Au jour des faits, M. [T] était assuré par la SA Pacifica, tandis que M. et Mme [H] étaient assurés auprès de la Macif.
Par acte de commissaire de justice du 15, 17 et 18 octobre 2024, M. [T] a fait assigner la SA Macif, la SA Pacifica, la SAS Génération et la Mutualité Sociale Agricole Bourgogne (la MSA), à comparaître devant le président du tribunal judiciaire de Dijon statuant en référé, au visa de l’article 145 du code de procédure civile, de la loi n°85-677 du 5 juillet 1985 , des articles L. 221-8 et suivants ainsi que L. 124-3 et suivants du code des assurances aux fins de voir ordonner une expertise médicale au contradictoire de la SA Macif et de la SA Pacifica, dire l’ordonnance commune et opposable en qualité de tiers payeurs à la MSA de Bourgogne et à la SAS Génération en tant qu’ancienne mutuelle complémentaire et juger que les dépens seront joints au fond.
Il soutient que :
le volet pénal de la présente affaire a été classé sans suite en raison des auditions et des relevés matériels qui ne permirent pas d’établir avec certitude les circonstances de l’accident ;
il n’a pas de souvenirs de l’accident mais s’estime victime et affirme ne pas avoir commis de faute, au sens des dispositions prévues par la loi Badinter du 5 juillet 1985 en son article 4 ;
grièvement blessé dans l’accident, il a été pris en charge au CHRU de [Localité 17] en réanimation chirurgicale du 10 mai 2021 et 14 mai 2021 puis en service orthopédique et en rééducation à Divio, jusqu’au 5 août 2021, de sorte que son préjudice est caractérisé. Le 17 novembre 2021, le docteur [L] a conclu en l’absence de consolidation de son état, tandis qu’il a été examiné par le Dr [I], neurologue, le 8 juin 2023 dont il verse le rapport aux débats ;
la Macif conteste son droit à indemnisation en considérant qu’il a commis une faute de conduite, la charge de la preuve de cette faute pèse donc sur elle au regard des dispositions précitées ;
selon lui, le caractère manifeste de l’impossibilité d’obtenir gain de cause au fond dans la présente affaire ne ressort pas des éléments de fait, ce que la complexité des observations de la Macif et des éléments qu’elle apporte pour contrer ses demandes viendraient confirmer ;
l’analyse de l’accident fournie par la Macif ainsi que par la gendarmerie est contestable et il existe une difficulté importante à ce sujet : la zone présumée du choc se situerait dans la voie de circulation de son véhicule et non dans celui de M. et Mme [H] tandis que les photographies de l’accident prises par la gendarmerie ne permettent pas de démontrer une faute de sa part, en l’absence de témoin direct de l’accident ;
le rapport d’accidentologie du 27 septembre 2024 établi par la société Bca Expertise à la demande de la SA Pacifica ne permet pas de confirmer la thèse développée par la Macif, ne démontrant pas ainsi que son action serait manifestement vouée à l’échec ;
concernant l’intervention de la SA Pacifica à la présente instance, elle est son assureur et son contrat inclut une garantie dommage corporel conducteur qui pourrait donc être mise en jeu malgré l’ouverture d’un règlement amiable entre lui et elle. Elle a en ainsi déjà accepté de lui verser 15 000 € de provision par courrier du 30 mai 2023. Dans l’intérêt du présent litige il est donc légitime qu’elle soit partie à la mesure d’expertise ;
enfin il entend solliciter à ce que l’ordonnance soit rendue opposable à la MSA de Bourgogne dont il produit un courrier du 22 juillet 2024 lui allouant une rente, ainsi qu’à la SAS Génération en qualité d’ancienne mutuelle à laquelle il était rattaché par le biais de son père.

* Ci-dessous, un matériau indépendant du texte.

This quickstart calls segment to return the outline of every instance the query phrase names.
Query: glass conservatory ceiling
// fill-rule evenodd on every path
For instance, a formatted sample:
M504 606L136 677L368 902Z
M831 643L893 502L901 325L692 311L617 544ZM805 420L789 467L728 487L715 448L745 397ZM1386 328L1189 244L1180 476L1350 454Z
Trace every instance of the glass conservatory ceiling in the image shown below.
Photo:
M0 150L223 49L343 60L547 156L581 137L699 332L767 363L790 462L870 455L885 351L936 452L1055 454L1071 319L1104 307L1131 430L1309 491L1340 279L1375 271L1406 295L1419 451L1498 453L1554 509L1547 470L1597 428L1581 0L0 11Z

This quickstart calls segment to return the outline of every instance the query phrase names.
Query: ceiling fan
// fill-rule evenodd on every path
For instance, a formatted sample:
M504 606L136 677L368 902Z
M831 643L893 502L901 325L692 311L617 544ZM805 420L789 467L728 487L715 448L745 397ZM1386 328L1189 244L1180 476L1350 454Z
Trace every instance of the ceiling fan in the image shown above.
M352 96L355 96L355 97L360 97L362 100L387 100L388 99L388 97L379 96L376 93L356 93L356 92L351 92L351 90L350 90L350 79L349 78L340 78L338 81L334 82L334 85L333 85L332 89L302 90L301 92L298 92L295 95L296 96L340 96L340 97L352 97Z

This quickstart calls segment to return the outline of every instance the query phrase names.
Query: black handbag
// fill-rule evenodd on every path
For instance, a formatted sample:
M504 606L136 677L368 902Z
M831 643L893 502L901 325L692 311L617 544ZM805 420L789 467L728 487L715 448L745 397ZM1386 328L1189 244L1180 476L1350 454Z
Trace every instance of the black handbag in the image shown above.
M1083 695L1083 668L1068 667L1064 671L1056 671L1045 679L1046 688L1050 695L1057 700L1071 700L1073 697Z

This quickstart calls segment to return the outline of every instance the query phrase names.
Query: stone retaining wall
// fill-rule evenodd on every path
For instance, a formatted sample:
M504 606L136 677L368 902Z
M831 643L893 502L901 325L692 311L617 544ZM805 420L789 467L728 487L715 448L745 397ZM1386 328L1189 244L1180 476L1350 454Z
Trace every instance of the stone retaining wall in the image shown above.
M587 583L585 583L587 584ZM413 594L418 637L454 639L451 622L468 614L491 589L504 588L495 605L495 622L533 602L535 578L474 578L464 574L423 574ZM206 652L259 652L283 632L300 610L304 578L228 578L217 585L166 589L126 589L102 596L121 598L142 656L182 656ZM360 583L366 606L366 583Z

La Macif demande au juge des référés, au visa de l’article 145 du code de procédure civile et de la loi du 5 juillet 1985, de :
— la déclarer recevable en ses demandes,
— ordonner sa mise hors de cause,
— débouter M. [T] de sa demande d’expertise médicale judiciaire à son contradictoire,
— le débouter ainsi que toute autre partie, de toute demande plus ample ou contraire.
Elle soutient que :
M. [T] a de toute évidence commis une faute de conduite de nature à exclure son droit à indemnisation ; dès lors, il ne justifie pas d’un motif légitime pour obtenir une expertise dès lors que sa demande au fond est manifestement vouée à l’échec ;
elle verse aux débats différentes attestations de témoins, dont celles de M. et Mme [H], pour démontrer qu’il a commis une faute ;
les photographies produites par la gendarmerie viennent confirmer que c’est son véhicule qui a traversé la ligne médiane et percuté celui des époux [H], qui auraient alors tenté de l’esquiver ;
elle insiste en particulier sur l’exploitation d’un enregistrement vidéo tiré de l’enquête préliminaire de gendarmerie dans lequel les agents enquêteurs estiment que le véhicule de M. [T] était déporté sur la voie de circulation des époux [H] et est venu percuter leur véhicule ;
en perdant le contrôle de son véhicule et en allant percuter celui conduit par M. [H], sur sa voie de circulation, après avoir franchi sans raison apparente l’axe médian, M. [T] a commis une faute de conduite de nature à exclure totalement son droit à indemnisation ;
les moyens développés par M. [T] dans ses dernières observations sont contestables, notamment le rapport d’accidentologie qu’il fournit et l’analyse qu’il propose des enregistrements, croquis et photographies de la gendarmerie. Elle conteste ainsi la valeur probante du rapport fourni par M. [T] qui ne tiendrait pas compte des tentatives d’évitement de M. [H].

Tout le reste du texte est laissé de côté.